Shewchuk noted that Local 2085 recently received a $1 million federal grant for its training center. “We would have never been given a grant for training money by a conservative government,” he said. Harper canceled a similar program in 2006 shortly after becoming PM.

The Trudeau government also is being blamed unfairly for the delay in the construction of the Trans Mountain pipeline — another IBEW priority — between Edmonton and Burnaby, British Columbia, Shewchuk said. It was approved by the federal government, but is being slowed by provincial governments and court cases, he said.

“When you talk to Prime Minister Trudeau one-on-one, he’s a genuine guy,” Shewchuk said. “He’s been up here and spoke to our building trades annual conference. He connects with the working class.”

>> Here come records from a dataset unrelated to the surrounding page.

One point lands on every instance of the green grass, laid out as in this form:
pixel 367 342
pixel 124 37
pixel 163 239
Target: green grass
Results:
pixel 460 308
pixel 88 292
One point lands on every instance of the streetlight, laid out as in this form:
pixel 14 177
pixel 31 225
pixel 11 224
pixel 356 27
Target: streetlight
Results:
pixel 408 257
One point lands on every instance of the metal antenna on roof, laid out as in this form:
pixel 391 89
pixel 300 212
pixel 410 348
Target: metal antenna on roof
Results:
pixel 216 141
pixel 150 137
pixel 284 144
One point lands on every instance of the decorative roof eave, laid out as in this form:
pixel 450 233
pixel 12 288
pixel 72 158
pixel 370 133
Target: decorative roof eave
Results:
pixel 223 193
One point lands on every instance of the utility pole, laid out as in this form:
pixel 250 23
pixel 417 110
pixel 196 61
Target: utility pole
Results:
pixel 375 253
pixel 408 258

Fredericton, New Brunswick, Local 37 Business Manager Ross Galbraith, who also serves on the International Executive Council, said he’s maintained a good relationship with the Conservative- controlled provincial government that owns NB Power, where his local has jurisdiction. He said he’s also learned not to tell his members how to vote.

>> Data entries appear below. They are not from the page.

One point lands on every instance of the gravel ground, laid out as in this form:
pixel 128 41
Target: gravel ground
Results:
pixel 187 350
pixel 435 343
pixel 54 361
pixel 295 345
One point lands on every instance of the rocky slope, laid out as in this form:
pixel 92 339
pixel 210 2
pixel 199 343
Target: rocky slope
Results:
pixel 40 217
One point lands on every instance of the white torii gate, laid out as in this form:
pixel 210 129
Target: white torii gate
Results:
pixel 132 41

But he’s happy to share when asked why he thinks, on the federal level, the Liberals are the right choice. He’s pleased the Trudeau government set up the Just Transition Task Force for workers and communities and that its members met with workers and leaders in New Brunswick, a province that relies heavily on coal.

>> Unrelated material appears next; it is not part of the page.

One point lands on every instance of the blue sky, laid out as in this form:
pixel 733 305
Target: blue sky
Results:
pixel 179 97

“There is a saying in Canada: we don’t vote parties in,” Galbraith said. “We vote parties out, and that’s what concerns me. Nobody is perfect, but when you look at what the current government has done to support the goals of working people, like removing Bill 377, supporting training initiatives, improving employment insurance, etc., it’s pretty obvious Trudeau’s government strongly supports workers and the middle class. The track record of the previous federal Conservative government and some of the things now being said by their current party leaders show they still have a strong opposition to organized labour.”

That’s why it’s so important that IBEW members get involved now and help to remind friends and neighbors of the great work the current government has done for working families.

“They [the Conservatives] could re-open our country’s constitution,” Grimshaw said. “They could bring in right-to-work across the country. It’s very important we do not get a Conservative prime minister.”